Miss Bates reacts to a joke told at her expense.

Miss Bates reacts to a joke told at her expense.

The interwebs have been set twittering about, well, another tweet: Madeleine Albright’s quick-fire response to Conan O’Brien’s use of her as a comedic subject–namely, that he is going as a “Sexy Madeleine Albright” for Halloween. Albright retorts that she thought about going as a “Hunky Conan,” but such a concept seems outside the realm of possibility. Some read the interaction with utter delight, including Conan and Albright themselves; others with more harsh words for the famous comedian, particularly calling out the ageist sexism embodied in the joke. Of course, the feminist realms of the internet have renewed their debates on the “sexy” Halloween outfit, some calling them exploitative and limiting for women, others saying their choice to dress sexy is “empowering” for them. O’Brien takes up what he sees as a thread of the ridiculous–his job as a comedian–that of the”sexification” of otherwise un-sexy costumes. He does this by including Albright as the next object of the ridiculous, an ideal project for “sexyifying” The joke, it seems, is on her–older women like Albright are apparently not meant to be “sexy,” and thus they are another random, even ridiculous, costume, a parade of aging and irrelevant female sexuality that one can “dress” up in bustiers and laughter to make the spectacle of female sexuality all the more entertaining, consumable in an entirely different way.

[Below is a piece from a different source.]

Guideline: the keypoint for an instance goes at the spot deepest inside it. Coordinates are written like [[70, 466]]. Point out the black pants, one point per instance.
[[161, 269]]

Albright’s response is perceived as funny, sharp, clever; and to an extent it is. But part of its comedy appears to lie in the fact that such figures, especially female figures, of ageist and sexist satire rarely joke back. The unexpected delight of some underscores that fact: Albright has “won” the internet. Others claim those who are upset by the joke don’t understand it’s “satire” or need to “lighten up.”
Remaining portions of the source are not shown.